4. Explain why AD/AS shifted at the time.
Sample HW:( This part is the sample of HW, you have to find another examples, numerical for the charts you have to find by you self).
Hong Kong quarterly real GDP growth (1992 - 2017)
Inflation in Hong Kong, (1991 to 2017)
Over 25 years, two significant recessions occurred, one started in 1998 and the other started in 2009.
According to the price level data, in 1998, there was deflation. We can conclude that the recession was caused by the decrease in AD. At that time, aggregated demand decreased because housing price plummeted, and the wealth of households dropped. Hence, consumption decreased and so the AD decreased.
According to the price level data, in 2009, there was slight deflation. We can conclude that the recession was caused by the decrease in AD. At that time, aggregated demand decreased because of the global financial crises, stock market tumbled and the wealth of households dropped. Hence, consumption decreased and so the AD decreased.
US: Real gross domestic product is defined as an inflation-adjusted measure that reflects the value of all goods and services produced in a given year, expressed in base-year prices. The U.S. GDP increased by 2.3 percent from the fourth quarter of 2017 to the first quarter of 2018. Annual inflation rate in the United States edged up to 2.5 percent in April 2018 from 2.4 percent in March. It is the highest rate since February 2017. Core inflation was flat at 2.1 percent. Inflation Rate in the United States averaged 3.27 percent from 1914 until 2018.
INDIA: The Gross Domestic Product in India expanded 7.2 % in Dec 2017, following a growth of 6.5 % in the previous quarter.The annualised inflation rate in India was 3.78% as of August 2015.
A recession is a business cycle contraction which results in a general slowdown in economic activity. It generally occur when there is a widespread drop in spending. A recession historically has been defined as two consecutive quarters of decline in GDP, the combined value of all the goods and services produced in any country. It differs from the gross national product (GNP), in that it does not include the value of goods and services produced in a country.
The Roosevelt Recession: (May 1937 - June 1938) - Duration 13 months, GDP decline - 3.4, Unemployment rate - 19.1%
In the Great Depression, GDP fell by 27% (the deepest after demobilization is the recession beginning in December 2007, during which GDP has fallen 5.1% as of the second quarter of 2009) and unemployment rate reached 10% .
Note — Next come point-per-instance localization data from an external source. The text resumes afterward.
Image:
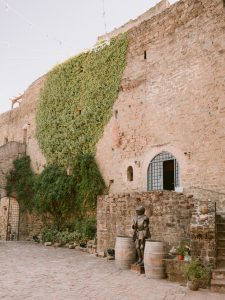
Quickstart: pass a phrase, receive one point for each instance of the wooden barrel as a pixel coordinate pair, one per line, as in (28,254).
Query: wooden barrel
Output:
(154,254)
(125,252)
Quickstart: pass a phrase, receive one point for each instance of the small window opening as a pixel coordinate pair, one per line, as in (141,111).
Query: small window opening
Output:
(130,174)
(145,54)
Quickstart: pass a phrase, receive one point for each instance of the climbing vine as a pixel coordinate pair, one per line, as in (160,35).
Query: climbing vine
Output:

The recession of 1937–1938 was an economic downturn that occurred during the Great Depression in the US. By the spring of 1937, production, profits, and wages had regained their 1929 levels. Unemployment remained high, but it was slightly lower than the 25% rate seen in 1933. The individuals were not prepared to increase their spending during recession, whereas with fiscal policy government could provide the needed increased spending by decreasing taxes. Aggregate demand management is government's attempt to control the aggregate level of spending in the economy.
During the great depression of 2007, the rate of inflation declined from 3.8% in 2008 to –0.4% in 2009. The recession was caused due to decrease in the AD.